MONTERREY, Mexico (Reuters) - Hurricane Alex weakened to a tropical storm on Thursday as it moved across north-eastern Mexico, dumping heavy rain that flooded a major city as U.S. companies began to restart halted oil production.

The first named storm of the 2010 Atlantic season was powerful enough to drench the industrial city of Monterrey well inland from the coast, killing three people, washing away chunks of surrounding highways and turning dry desert beds into turbulent rivers. Zoo animals including buffalo were dragged from their pens as floods swept through the city.

"The damage is enormous. A river burst its banks and we have people trapped on the roofs of their houses," said Mayor Martin Zamarripa of the town of Hualahuises outside Monterrey.

South Texas escaped much of the storm, but Alex flooded about 80 percent of the port city of Matamoros across from Brownsville, sent uprooted trees crashing down on parked cars and forced thousands to flee low-lying fishing villages.

Alex made landfall as a Category 2 Hurricane on the Tamaulipas coast around 9 p.m. on Wednesday (0200 GMT Thursday). U.S. oil installations were not been hit by the storm, which formed near the Yucatan peninsula on Saturday, and oil companies began to ramp up production again after shutting down about a quarter of the Gulf's output as a precaution.

Companies had reported 342,224 barrels per day in oil production and 877 million cubic feet in gas output shut.

The shut-in totals were down from the Wednesday peak of 26.3 percent, or 421,350 bpd of oil, and 14.4 percent of gas, or 919 Mmcf of gas.

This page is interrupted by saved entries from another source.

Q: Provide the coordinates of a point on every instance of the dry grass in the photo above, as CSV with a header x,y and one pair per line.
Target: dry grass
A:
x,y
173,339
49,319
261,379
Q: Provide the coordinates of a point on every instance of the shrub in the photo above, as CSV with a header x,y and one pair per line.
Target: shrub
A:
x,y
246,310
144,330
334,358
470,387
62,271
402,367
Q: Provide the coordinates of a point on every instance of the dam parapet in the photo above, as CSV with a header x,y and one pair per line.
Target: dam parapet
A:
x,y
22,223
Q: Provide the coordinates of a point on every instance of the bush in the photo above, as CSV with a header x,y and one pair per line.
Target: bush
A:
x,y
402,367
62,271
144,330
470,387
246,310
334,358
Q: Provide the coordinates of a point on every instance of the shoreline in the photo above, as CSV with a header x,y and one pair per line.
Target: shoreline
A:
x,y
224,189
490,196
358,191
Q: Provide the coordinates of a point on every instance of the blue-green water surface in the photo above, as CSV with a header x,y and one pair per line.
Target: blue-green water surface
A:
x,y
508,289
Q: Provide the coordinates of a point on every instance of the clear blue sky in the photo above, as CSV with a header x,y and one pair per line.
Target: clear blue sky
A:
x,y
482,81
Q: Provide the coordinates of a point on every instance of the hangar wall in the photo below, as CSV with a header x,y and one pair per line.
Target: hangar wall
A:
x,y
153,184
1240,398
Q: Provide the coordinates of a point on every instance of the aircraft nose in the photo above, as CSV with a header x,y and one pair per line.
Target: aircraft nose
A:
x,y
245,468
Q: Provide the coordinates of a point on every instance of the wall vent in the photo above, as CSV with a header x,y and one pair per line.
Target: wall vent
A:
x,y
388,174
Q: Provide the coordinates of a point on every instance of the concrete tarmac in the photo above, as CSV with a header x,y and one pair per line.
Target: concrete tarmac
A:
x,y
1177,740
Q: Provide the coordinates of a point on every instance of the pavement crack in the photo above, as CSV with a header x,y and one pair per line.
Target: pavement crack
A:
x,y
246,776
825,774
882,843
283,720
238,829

BP Plc said on Thursday its Gulf oil and gas output was back to normal, although the passage of Alex slowed oil clean-up and containment efforts at its leaking deep-sea well off the Louisiana coast.

As the oil industry came back to life in the Gulf, ship traffic resumed at Houston and Corpus Christi, Texas, the U.S. Coast Guard said. [nWNA4813] Alex, which is expected to dissipate over Mexico's central mountains overnight, had maximum sustained winds of 50 mph (80 kph) and was located about 150 miles (245 kms) east of Zacatecas in central Mexico.

At least three tornadoes swept through the Brownsville area on Wednesday, tossing over tractor-trailers but causing no major damage. "Isolated tornadoes are possible over portions of extreme southern Texas today," the U.S. National Hurricane Centre said. Alex was the first and strongest Category 2 hurricane to occur in the month of June since 1966.

Mexican marines evacuated thousands of people from fishing communities along the Gulf coast and into shelters, but some refused to leave their homes even as water ran in under doors.

Local authorities are on high alert in case of rainfall as high as 20 inches (50 cm). Alex killed a dozen people in Central America over the weekend.